The objectives of the project were
- to build on the corporate governance capacities of the participating ACCHSs;
- to enable the AH&MRC to further engage in the area of corporate governance support as part of its broader member services support role; and
- to encourage the exploration of opportunities to further develop the corporate governance models for the Aboriginal Community Controlled Health Sector in NSW.
The project had three stages:
- reviewing the literature on Aboriginal Corporate Governance;
- establishing a Reference Group and identifying five ACCHSs willing to participate in the project; and
- consulting the participating ACCHSs and other stakeholders to identify how best the AH&MRC and ACCHSs could support corporate governance capacity by (i) identifying the issues impacting on corporate governance effectiveness and (ii) making recommendations for future actions.
The findings from the project confirmed that there are many examples of good governance practice in NSW ACCHSs. The findings also revealed that 'good practice' is consistent with the literature on Aboriginal Corporate Governance. While no one size fits all, there are principles of good practice that can be observed in the services that have the most effective governance arrangements. The principles include the appointment of boards that are demographically representative of their communities and have diversity in board membership and an appropriate skills mix; that have strong links back to their communities and mechanisms to engage with the communities; that understand the roles and responsibilities of board members; that have strong CEOs who are effective communicators; that have mechanisms in place to monitor performance and to ensure internal accountability; that have long term visions for their services which are shared by management and the community; that are engaged in strategic planning and monitoring activities linked to board meeting processes and planning cycles; and that have two or three year staggered board terms to facilitate a balance between continuity and board renewal.
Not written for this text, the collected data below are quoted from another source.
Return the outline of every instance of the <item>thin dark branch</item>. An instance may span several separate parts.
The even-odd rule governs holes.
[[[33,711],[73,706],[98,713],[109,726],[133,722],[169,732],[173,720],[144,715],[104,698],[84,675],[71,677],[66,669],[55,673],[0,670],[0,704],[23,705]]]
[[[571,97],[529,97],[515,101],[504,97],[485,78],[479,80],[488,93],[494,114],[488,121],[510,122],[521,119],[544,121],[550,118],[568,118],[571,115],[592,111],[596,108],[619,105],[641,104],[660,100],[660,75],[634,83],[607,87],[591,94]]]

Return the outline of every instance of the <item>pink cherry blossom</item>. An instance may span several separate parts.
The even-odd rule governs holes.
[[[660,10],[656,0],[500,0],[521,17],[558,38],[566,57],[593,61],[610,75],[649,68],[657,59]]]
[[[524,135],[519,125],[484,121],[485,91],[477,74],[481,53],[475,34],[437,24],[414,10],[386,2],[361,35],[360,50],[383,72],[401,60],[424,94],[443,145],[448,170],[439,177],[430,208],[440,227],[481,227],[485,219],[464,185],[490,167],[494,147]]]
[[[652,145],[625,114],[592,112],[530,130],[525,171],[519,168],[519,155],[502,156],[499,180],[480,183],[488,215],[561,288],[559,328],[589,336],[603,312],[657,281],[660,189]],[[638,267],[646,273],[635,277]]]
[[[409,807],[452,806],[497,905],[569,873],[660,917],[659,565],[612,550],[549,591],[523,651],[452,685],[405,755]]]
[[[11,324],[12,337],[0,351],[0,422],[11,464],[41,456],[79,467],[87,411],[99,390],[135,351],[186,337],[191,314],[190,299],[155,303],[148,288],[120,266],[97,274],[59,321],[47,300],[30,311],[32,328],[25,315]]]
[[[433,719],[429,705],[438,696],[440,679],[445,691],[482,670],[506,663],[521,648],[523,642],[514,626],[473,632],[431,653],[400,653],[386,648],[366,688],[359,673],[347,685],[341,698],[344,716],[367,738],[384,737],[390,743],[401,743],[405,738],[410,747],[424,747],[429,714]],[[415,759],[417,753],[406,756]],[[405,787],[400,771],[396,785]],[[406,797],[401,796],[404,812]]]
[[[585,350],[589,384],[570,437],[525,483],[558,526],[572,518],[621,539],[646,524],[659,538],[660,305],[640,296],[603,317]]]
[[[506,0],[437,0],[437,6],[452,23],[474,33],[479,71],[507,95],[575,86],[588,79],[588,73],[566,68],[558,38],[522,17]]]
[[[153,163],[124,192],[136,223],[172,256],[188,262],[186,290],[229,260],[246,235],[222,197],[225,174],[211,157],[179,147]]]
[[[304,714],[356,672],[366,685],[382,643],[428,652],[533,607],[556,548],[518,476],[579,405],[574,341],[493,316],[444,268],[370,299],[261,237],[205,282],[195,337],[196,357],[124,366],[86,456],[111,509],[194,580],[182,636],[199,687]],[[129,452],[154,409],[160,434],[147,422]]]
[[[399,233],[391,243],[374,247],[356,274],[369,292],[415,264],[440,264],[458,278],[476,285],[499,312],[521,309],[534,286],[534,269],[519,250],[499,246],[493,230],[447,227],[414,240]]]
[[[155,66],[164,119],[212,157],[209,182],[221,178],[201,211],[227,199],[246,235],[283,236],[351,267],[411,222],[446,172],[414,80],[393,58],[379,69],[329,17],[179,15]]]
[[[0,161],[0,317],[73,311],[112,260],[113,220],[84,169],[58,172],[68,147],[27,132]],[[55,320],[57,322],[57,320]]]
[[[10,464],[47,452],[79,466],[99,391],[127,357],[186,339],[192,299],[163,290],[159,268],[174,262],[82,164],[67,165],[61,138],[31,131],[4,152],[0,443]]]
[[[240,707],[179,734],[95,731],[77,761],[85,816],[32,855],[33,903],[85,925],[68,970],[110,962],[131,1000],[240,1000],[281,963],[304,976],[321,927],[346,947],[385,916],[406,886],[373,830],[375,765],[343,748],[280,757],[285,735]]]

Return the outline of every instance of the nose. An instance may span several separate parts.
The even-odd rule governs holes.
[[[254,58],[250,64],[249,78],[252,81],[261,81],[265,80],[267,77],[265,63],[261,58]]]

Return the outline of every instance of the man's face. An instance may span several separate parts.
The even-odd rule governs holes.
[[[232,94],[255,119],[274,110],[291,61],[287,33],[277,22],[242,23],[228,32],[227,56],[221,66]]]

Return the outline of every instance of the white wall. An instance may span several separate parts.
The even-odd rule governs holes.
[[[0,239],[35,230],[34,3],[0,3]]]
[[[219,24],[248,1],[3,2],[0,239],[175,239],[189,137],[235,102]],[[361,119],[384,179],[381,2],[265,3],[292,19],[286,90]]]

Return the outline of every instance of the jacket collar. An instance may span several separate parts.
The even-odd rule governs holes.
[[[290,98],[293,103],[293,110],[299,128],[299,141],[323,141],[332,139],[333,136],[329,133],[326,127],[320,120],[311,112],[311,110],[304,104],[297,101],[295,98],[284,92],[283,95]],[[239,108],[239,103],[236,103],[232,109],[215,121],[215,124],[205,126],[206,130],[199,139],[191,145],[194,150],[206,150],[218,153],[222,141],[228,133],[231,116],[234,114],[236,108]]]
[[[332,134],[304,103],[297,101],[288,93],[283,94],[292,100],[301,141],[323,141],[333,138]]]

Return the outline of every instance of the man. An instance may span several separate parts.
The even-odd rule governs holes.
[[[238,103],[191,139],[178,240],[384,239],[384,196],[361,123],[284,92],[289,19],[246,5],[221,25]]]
There are many challenges facing ACCHS board directors and CEOs, not least of which is how to best run an organisation that must compete for funds in a rapidly changing political landscape and in a climate of increasing funding contestability. As well, inherent tensions may exist between Aboriginal culture and values and mainstream concepts of corporate governance and funding compliance requirements. Aboriginal values may include obligations based on kinship relationships and putting family needs before business goals. ACCHSs board directors have the challenging role of balancing cultural and community expectations with their legal and fiscal obligations. Board members may see the imposition of 'white' governance values and compliance requirements as foreign and unwanted and older members may feel the need to abandon their own values and beliefs about leadership and traditional governance in order to comply with funding agreements. The services that work best are those that manage the potential conflicts between the two 'belief systems' and those that have boards that are not too involved in the day to day activities of their services and yet at the same time are well equipped to effectively monitor their organisations.
The report makes a number of recommendations, which if funded, will see the AH&MRC becoming more active in supporting good governance practice across the Aboriginal Community Controlled Health (ACCH) sector in NSW.